Carlos Eduardo Díaz Olivo is a Puerto Rican attorney, professor of law, former politician, and political analyst.

==Early years and education==

Carlos Díaz Olivo was born in San Juan, Puerto Rico. He completed a Bachelor's degree in Business Administration with a major in Accounting from the University of Puerto Rico. After certifying himself as a Certified Public Accountant, Díaz Olivo entered the University of Puerto Rico School of Law where he graduated with the highest GPA of his class.

After becoming an attorney, Díaz Olivo worked as a law clerk to then-President of the Supreme Court of Puerto Rico, José Trías Monge. After this, the University of Puerto Rico granted Díaz Olivo a scholarship to continue his studies at Harvard, where he obtained a Master's degree in law.

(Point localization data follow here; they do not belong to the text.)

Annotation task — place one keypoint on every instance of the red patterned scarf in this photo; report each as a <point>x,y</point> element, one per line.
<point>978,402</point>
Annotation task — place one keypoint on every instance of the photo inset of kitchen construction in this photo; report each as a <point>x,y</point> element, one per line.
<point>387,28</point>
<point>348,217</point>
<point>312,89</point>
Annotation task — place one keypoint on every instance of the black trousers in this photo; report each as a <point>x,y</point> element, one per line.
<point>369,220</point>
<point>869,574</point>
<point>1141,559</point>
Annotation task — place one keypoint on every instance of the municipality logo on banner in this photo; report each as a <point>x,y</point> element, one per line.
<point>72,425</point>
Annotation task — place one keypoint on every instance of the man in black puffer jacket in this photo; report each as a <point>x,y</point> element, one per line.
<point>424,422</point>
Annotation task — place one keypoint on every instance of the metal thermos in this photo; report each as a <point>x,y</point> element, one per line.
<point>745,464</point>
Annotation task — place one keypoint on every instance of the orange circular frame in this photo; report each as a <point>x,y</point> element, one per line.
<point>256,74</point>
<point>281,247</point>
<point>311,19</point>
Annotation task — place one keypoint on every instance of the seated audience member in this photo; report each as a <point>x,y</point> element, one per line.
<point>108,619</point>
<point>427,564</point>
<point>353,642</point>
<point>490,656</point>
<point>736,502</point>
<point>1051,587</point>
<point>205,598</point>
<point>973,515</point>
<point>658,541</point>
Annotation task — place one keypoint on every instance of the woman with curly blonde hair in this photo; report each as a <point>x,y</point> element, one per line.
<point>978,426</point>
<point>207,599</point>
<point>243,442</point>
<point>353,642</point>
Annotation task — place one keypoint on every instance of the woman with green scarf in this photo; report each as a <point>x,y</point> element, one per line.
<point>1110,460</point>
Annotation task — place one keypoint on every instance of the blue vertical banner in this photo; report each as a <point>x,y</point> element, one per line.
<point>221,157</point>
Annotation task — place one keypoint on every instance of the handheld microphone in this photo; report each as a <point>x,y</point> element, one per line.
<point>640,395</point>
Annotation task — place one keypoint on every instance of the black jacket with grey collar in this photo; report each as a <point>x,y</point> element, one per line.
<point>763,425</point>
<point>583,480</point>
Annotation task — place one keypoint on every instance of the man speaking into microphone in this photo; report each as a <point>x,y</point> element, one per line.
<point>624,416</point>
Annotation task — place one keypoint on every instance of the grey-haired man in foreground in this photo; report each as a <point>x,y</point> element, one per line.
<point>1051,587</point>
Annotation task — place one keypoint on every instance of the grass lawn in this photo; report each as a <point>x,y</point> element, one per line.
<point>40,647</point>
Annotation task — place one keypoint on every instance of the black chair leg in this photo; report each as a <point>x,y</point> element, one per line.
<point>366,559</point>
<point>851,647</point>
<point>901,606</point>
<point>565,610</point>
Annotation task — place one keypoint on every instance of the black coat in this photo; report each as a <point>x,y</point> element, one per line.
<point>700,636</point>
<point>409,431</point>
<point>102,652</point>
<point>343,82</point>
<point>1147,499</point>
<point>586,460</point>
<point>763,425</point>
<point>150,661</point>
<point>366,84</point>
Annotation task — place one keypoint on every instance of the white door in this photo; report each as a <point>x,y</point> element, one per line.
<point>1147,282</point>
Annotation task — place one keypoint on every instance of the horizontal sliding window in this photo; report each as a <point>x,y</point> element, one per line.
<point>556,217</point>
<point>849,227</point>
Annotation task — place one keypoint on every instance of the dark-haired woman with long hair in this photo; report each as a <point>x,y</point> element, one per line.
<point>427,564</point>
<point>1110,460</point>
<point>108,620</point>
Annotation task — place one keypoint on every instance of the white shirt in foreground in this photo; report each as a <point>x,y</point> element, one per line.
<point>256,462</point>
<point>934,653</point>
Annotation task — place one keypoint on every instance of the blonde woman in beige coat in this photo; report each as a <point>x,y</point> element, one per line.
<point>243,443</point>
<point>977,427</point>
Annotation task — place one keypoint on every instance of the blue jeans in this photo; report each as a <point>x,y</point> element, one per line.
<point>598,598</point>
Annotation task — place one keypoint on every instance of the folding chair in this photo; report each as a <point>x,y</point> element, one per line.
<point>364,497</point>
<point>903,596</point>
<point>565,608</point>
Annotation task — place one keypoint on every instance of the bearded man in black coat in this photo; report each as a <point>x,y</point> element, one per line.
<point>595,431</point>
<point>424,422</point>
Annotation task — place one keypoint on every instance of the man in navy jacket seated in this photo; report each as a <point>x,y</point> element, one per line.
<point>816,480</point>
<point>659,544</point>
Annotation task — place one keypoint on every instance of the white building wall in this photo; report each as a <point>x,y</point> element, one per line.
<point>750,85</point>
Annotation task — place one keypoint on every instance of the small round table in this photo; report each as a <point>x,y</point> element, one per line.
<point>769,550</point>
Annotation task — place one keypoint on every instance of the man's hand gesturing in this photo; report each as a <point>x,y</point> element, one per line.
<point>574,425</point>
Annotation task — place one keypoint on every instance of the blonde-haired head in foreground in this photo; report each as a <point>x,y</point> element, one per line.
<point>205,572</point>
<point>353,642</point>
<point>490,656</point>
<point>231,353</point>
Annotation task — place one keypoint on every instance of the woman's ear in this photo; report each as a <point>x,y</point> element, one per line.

Upon his return to Puerto Rico, he became a member of the faculty of the University of Puerto Rico teaching Business Administration and Law.

==Political career==
Díaz Olivo ran for mayor of San Juan in the city's 1992 mayoral election. Running under the New Progressive Party (PNP), he was narrowly defeated by Héctor Luis Acevedo, from the Popular Democratic Party (PPD).

==Public service==

Díaz Olivo was later appointed as Executive Director of the Puerto Rico Ports Authority. He has also served as legal adviser for several municipalities of the island and to the Legislative Assembly of Puerto Rico. As such, he coordinated the efforts that led to the approval of the Internal Revenues Code of 1994, the General Law of Corporations of 1995, and the Law of Commercial Transactions of 1996.

He also served as part of the Transition Committee of Governor-elect Aníbal Acevedo Vilá after the 2004 general elections.

==Career as analyst==

Díaz Olivo frequently appears as a political analyst in Puerto Rican radio, newspapers, and television. From 2003 to 2005, he hosted a radio show in WKAQ 580 called WKAQ Analiza along Luis Pabón Roca. In mid-2007, both Díaz Olivo and Pabón Roca joined Univision Radio. Since then, they've been hosting the daily show WKAQ Analiza.